A person’s right to privilege, and a solicitor’s duty to protect it, are preserved under the AML/CTF reforms. The amended AML/CTF Act 2006 (Cth) provides that nothing in the Act affects the right of a person to refuse to give information or produce a document if the information or document is subject to privilege.[23]

You can find out more about the AML/CTF reforms by reading, ‘An Update for Legal Practitioners and Top five tips to prepare for AML reforms.

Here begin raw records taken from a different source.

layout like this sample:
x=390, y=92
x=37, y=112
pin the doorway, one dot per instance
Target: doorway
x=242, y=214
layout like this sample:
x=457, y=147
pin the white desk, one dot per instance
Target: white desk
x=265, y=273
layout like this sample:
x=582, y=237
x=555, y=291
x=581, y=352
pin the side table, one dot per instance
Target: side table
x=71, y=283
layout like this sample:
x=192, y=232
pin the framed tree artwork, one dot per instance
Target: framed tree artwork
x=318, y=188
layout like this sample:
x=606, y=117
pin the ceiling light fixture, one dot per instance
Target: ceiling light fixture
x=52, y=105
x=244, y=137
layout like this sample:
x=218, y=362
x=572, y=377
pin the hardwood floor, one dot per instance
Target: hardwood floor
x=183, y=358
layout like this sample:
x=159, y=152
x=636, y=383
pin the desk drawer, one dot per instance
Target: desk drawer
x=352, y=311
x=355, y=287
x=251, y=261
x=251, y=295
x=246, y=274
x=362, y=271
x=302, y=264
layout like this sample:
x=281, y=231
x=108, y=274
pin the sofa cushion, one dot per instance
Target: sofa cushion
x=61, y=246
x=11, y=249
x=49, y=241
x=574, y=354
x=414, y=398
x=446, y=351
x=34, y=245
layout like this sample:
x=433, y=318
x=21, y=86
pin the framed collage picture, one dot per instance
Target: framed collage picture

The Law Society of NSW is keeping the profession updated on all developments in AML/CTF legislation, including any implications for client legal privilege.

Endnotes

[1] Legal Profession Uniform Law Australian Solicitors’ Conduct Rules 2015, section 4.1.1.
[2] Commissioner of Australian Federal Police v Propend Finance (1997) 188 CLR 501, 570; Baker, 85.
[3] Legal professional privilege is provided for by statute in the federal jurisdiction (Evidence Act 1995 (Cth) (Commonwealth Evidence Act).), New South Wales (Evidence Act 1995 (NSW) (NSW Evidence Act)), Victoria (Evidence Act 2008 (Vic)), the ACT (Evidence Act 2011 (ACT)), the Northern Territory (Evidence (National Uniform Legislation) Act 2011 (NT)), Tasmania (Evidence Act 2001 (Tas)).
[4] Baker v Campbell (1983) 153 CLR 52 (Baker), 61.
[5] Ibid.
[6] Jonathan Auburn, Legal Professional Privilege: Law and Theory (Hart Publishing, 2000), 13.
[7] Baker, 132.
[8] See Esso Australia Resources Ltd v Federal Commissioner of Taxation (1999) 201 CLR 49. See also Daniels Corporation International Pty Ltd v Australian Competition and Consumer Commission (2002) 213 CLR 543, [9]; NSW Evidence Act, ss 118 & 119; Commonwealth Evidence Act ss 118 & 119.
[9] G Dal Pont, Solicitors Manual, Elements of the Legal Professional Privilege, at [10,030.5].
[10] Ibid.
[11] Ibid, at [10,030.10].
[12] SZHWY v Minister for Immigration and Citizenship [2007] FCAFC 64, [70].
[13] G Dal Pont, Solicitors Manual, Elements of The Legal Professional Privilege, at [10,040].
[14] Federal Commissioner of Taxation v Spotless Services Ltd (1996) 186 CLR 404 at 416.
[15] G Dal Pont, Solicitors Manual, Elements of The Legal Professional Privilege, at [10,030.30].
[16] Re Proudfoot v HREOC (1992) 28 ALD 734, 740; Rich v Harrington [2007] FCA 1987, [36]-[46].
[17] Section 122(2) Evidence Act 1995 (NSW), Mann v Carnell (1999) 201 CLR 1
[18] Section 122(3)(a), (4)-(5) Evidence Act 1995 (NSW); Ampolex Ltd v Perpetual Trustee Co (Canberra) Ltd (1996) 40 NSWLR 12
[19] Section 122(3)(b) Evidence Act 1995 (NSW)
[20] Evidence Act 1995 (NSW), section 122(5)(a); Evidence Act 1995 (Cth), section 122(5).
[21] TerraCom Ltd v Australian Securities and Investments Commission [2022] FCA 208.
[22] G Dal Pont, Solicitors Manual, Elements of The Legal Professional Privilege, at [10,025].
[23] Section 242 of the Anti-Money Laundering and Counter-Terrorism Financing Act 2006 (Cth) (2006).